Cash Flow and First Fruits Giving: It Can Happen in Your Church

Cash Flow and First Fruits Giving: It Can Happen in Your Church


We are deep into the dog days of summer. Folks are off on vacation. A variety of summer activities has impacted attendance at worship. Along with this reality comes a challenge of which we are by now well aware. When the people do not come, financial support of the church falls off. Dwindling summer cash flow becomes a problem to be reckoned with. The church treasurer prioritizes the bills to be paid. We hope and pray for a mild autumn that will delay having to fire up the furnace, and we cling to the hope that once school starts, the people will be back! But will folks who have fallen behind in their giving catch up?

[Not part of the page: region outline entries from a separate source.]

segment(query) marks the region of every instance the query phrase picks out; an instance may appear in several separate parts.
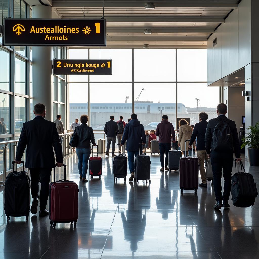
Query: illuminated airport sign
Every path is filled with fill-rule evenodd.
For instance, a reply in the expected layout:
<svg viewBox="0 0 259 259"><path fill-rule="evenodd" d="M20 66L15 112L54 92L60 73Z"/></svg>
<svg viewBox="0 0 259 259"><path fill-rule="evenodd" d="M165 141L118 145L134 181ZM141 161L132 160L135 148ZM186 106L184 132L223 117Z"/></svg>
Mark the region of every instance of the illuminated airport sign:
<svg viewBox="0 0 259 259"><path fill-rule="evenodd" d="M54 59L54 75L111 75L112 60Z"/></svg>
<svg viewBox="0 0 259 259"><path fill-rule="evenodd" d="M106 46L105 19L4 19L8 46Z"/></svg>

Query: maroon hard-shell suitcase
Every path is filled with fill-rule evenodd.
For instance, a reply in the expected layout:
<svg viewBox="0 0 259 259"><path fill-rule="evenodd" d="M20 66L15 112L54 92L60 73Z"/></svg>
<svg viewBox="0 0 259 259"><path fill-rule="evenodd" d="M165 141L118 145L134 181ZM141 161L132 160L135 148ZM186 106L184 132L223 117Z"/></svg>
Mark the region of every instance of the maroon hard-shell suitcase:
<svg viewBox="0 0 259 259"><path fill-rule="evenodd" d="M101 179L101 176L103 172L103 162L102 157L98 156L98 146L97 147L97 156L93 156L93 146L92 146L92 156L89 159L89 174L90 178L94 176L99 176Z"/></svg>
<svg viewBox="0 0 259 259"><path fill-rule="evenodd" d="M49 184L49 218L50 224L74 222L75 226L78 218L78 186L75 182L66 179L66 166L64 167L64 179L56 181L54 168L54 181Z"/></svg>
<svg viewBox="0 0 259 259"><path fill-rule="evenodd" d="M190 140L185 141L185 146L186 142ZM183 192L183 190L194 190L196 193L199 187L199 162L198 157L193 156L193 146L192 155L184 156L180 159L179 185L181 193Z"/></svg>

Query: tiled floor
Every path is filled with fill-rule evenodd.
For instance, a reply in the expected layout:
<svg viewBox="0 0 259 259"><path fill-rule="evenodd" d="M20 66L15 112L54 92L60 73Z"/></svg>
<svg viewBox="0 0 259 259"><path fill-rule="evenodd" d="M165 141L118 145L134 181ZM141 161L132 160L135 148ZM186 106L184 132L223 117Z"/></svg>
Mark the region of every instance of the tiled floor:
<svg viewBox="0 0 259 259"><path fill-rule="evenodd" d="M101 179L86 184L79 181L76 155L66 160L68 178L79 187L76 228L58 224L54 229L47 217L38 215L30 215L27 222L25 217L11 217L7 223L0 188L0 258L259 258L258 199L252 207L231 203L230 210L215 211L210 183L197 195L181 196L179 173L161 174L158 155L152 156L151 183L138 185L123 179L115 184L112 159L102 156ZM244 163L258 185L259 168Z"/></svg>

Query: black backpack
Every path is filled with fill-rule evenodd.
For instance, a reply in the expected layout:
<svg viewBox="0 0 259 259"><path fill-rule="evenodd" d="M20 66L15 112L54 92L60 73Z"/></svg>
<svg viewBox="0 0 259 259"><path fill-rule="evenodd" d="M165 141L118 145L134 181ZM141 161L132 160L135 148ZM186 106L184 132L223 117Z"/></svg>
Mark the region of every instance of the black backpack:
<svg viewBox="0 0 259 259"><path fill-rule="evenodd" d="M123 125L123 121L120 121L118 123L118 127L119 128L119 133L121 134L124 131L124 125Z"/></svg>
<svg viewBox="0 0 259 259"><path fill-rule="evenodd" d="M223 120L214 119L218 123L213 132L213 148L215 151L232 150L233 134L228 123L230 120L226 121Z"/></svg>

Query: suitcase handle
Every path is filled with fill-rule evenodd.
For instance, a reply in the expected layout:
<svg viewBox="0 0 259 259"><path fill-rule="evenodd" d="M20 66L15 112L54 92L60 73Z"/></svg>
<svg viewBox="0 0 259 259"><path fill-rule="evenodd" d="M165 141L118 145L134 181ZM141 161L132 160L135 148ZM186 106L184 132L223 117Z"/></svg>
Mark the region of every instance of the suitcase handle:
<svg viewBox="0 0 259 259"><path fill-rule="evenodd" d="M237 159L236 159L235 160L235 165L236 166L236 160ZM240 162L240 166L241 168L241 172L246 172L246 171L244 170L244 165L243 164L243 163L242 162L242 161L239 161ZM242 171L242 168L243 168L243 169L244 169L244 172L243 172Z"/></svg>
<svg viewBox="0 0 259 259"><path fill-rule="evenodd" d="M186 155L187 154L186 152L187 151L188 151L189 150L189 149L186 150L186 143L188 141L190 141L190 139L186 139L185 140L184 142L185 142L185 154ZM192 155L191 156L191 156L193 157L193 145L192 145Z"/></svg>
<svg viewBox="0 0 259 259"><path fill-rule="evenodd" d="M119 155L119 146L120 145L120 144L117 144L117 145L118 145L118 156ZM123 144L123 145L122 145L122 146L124 148L124 150L123 151L123 153L124 153L124 156L125 156L125 144Z"/></svg>
<svg viewBox="0 0 259 259"><path fill-rule="evenodd" d="M97 156L98 156L98 145L95 145L97 147ZM92 156L93 156L93 145L92 145Z"/></svg>
<svg viewBox="0 0 259 259"><path fill-rule="evenodd" d="M56 167L57 165L57 164L55 164L55 166L54 167L54 182L56 182ZM57 181L57 182L61 182L61 181L64 181L66 182L66 181L68 181L68 180L66 180L66 168L67 168L67 165L63 164L63 166L64 167L64 178L62 180L60 180L59 181Z"/></svg>
<svg viewBox="0 0 259 259"><path fill-rule="evenodd" d="M23 164L23 171L24 171L24 161L21 161L21 163ZM13 172L15 171L15 161L12 161L12 164L13 166Z"/></svg>

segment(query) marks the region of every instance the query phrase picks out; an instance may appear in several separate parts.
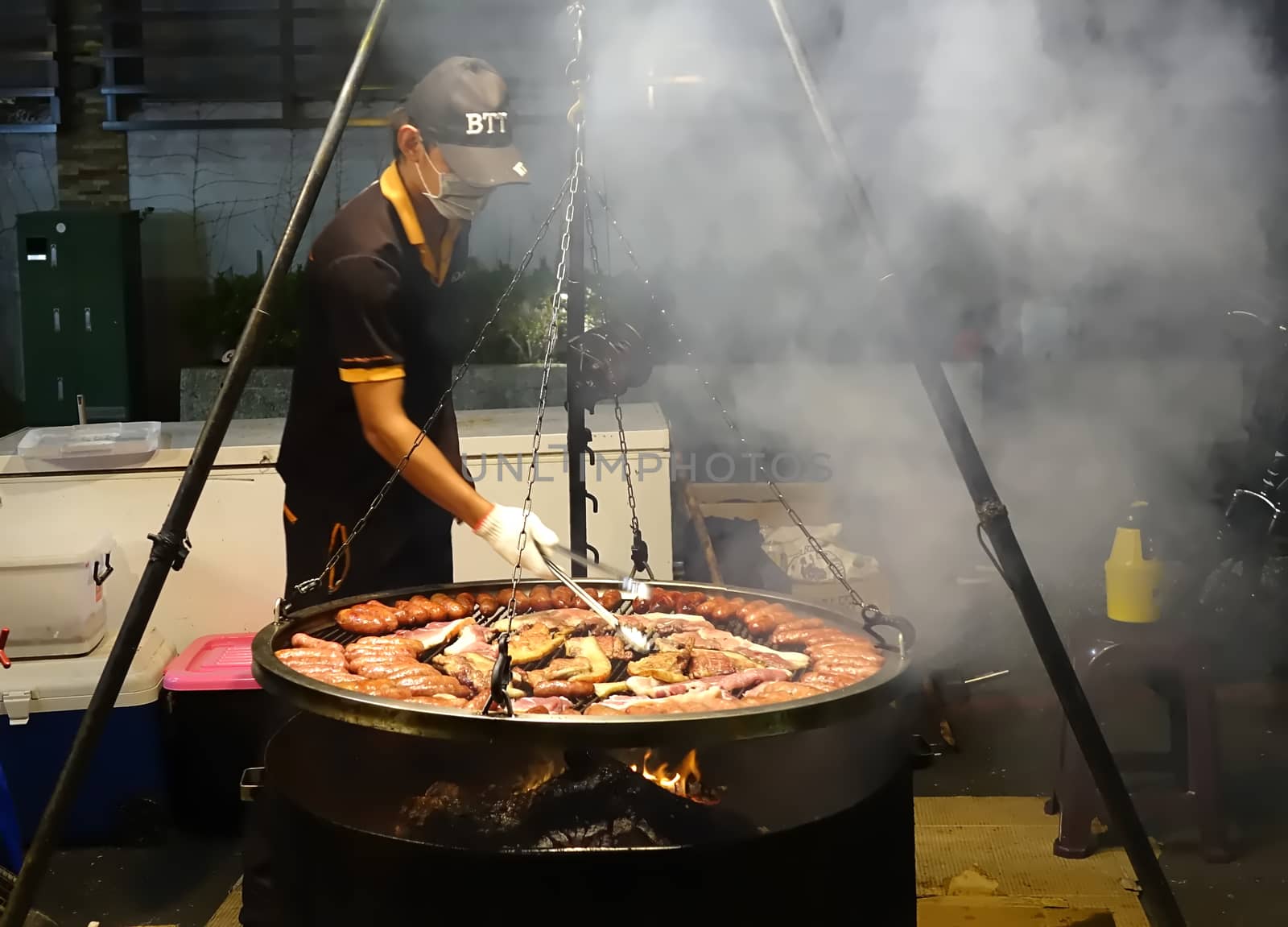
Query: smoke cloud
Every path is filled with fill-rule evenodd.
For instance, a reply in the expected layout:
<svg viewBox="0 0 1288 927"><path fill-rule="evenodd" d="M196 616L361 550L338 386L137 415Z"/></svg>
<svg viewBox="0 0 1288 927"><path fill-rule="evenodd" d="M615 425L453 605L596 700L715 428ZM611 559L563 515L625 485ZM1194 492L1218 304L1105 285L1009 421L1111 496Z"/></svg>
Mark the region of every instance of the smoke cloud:
<svg viewBox="0 0 1288 927"><path fill-rule="evenodd" d="M1224 313L1278 291L1282 95L1256 10L790 10L923 327L947 357L975 318L1020 358L993 384L971 365L951 374L1039 581L1103 601L1136 496L1181 535L1209 532L1208 449L1239 436ZM974 514L768 6L596 5L587 30L587 164L728 376L743 431L841 462L832 485L866 513L900 607L945 647L975 636L960 623L978 588L961 578L985 562ZM775 364L725 369L748 355ZM1023 639L999 601L998 633Z"/></svg>

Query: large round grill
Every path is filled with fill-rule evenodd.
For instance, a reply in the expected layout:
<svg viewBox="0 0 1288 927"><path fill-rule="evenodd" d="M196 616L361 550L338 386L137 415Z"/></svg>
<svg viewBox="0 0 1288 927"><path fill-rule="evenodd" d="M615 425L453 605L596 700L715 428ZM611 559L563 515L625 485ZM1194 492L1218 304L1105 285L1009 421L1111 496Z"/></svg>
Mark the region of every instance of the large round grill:
<svg viewBox="0 0 1288 927"><path fill-rule="evenodd" d="M522 588L531 589L537 584L540 580L527 580ZM657 583L654 585L668 592L702 592L708 596L741 596L760 598L770 603L779 602L797 615L822 619L828 628L851 634L869 633L858 619L846 618L818 605L788 597L694 583ZM456 596L461 592L478 593L482 589L478 584L450 584L431 589L393 590L304 610L282 623L261 629L255 637L255 677L267 691L307 712L401 734L482 741L505 737L507 743L541 743L571 748L626 748L663 744L692 746L712 740L738 740L808 731L853 718L867 708L889 703L894 695L893 683L904 674L908 664L905 647L877 638L878 646L884 650L885 661L875 676L859 683L811 698L772 705L748 705L716 712L665 716L526 714L504 717L398 701L337 688L290 669L274 656L277 650L290 647L291 638L298 633L340 643L357 639L357 634L350 634L335 624L336 614L350 605L370 598L394 601L416 593L433 594L437 592ZM497 615L491 619L491 623L497 624L504 623L504 615ZM908 636L911 637L911 628L908 628Z"/></svg>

Experience indicates that once weekly support of the church falls a month or more behind, the chances that the shortfall will be made up diminish greatly.

This is a common reality for our congregations, especially in the northeast. It adversely affects not only the local church, but our connectional giving, necessitating a scramble by our Conference to meet the ongoing financial responsibilities that do not take the summer off.

There is a widespread mentality in our churches that undergirds the habit of giving when we are present. This is especially true for people who do not make a formal giving commitment to the church, but applies also to pledging givers. “We will give when we are present.” This mentality, not indifference to our ministries or shallow commitment, is what causes people to fall behind in their intentions to support the church. When folks feel connected to the ministries of their church and see how they are making a difference for Christ in the world, they want to give.

We can create opportunities for parishioners to keep current in their giving apart from their attendance. We do this through offering and educating around electronic giving as a current means of faithful stewardship.

The best alternative is advocating and implementing automatic payment to the church of parishoners’ giving. We encourage folks to set up with their banks a regular automatic payment to the church of their pledge or tithe or financial commitment. We are more and more familiar with this method of payment. Most of us by now are paying some of our bills this way, either a part of or a major portion of our ongoing spending. Newspaper subscriptions, utility bills, mortgage payments, even monthly savings are paid by our bank as part of their services for us who hold accounts with them This method of meeting our commitment to the ministries of our church becomes an important emphasis in our stewardship campaigns. We urge it as the most helpful and thus the preferred way of supporting our ministry. The advantages are convincing:

For the church, this will create a continual income flow that greatly reduces a cash flow problem during “low attendance” weeks. It enables congregations to be faithful in their support of our connectional covenant and the ministries it enables. Just as individuals find it difficult to catch up when they fall significantly behind their giving intentions, so do congregations find it difficult to make up covenant giving to the connection when they must rely on anticipated increases in giving at year’s end.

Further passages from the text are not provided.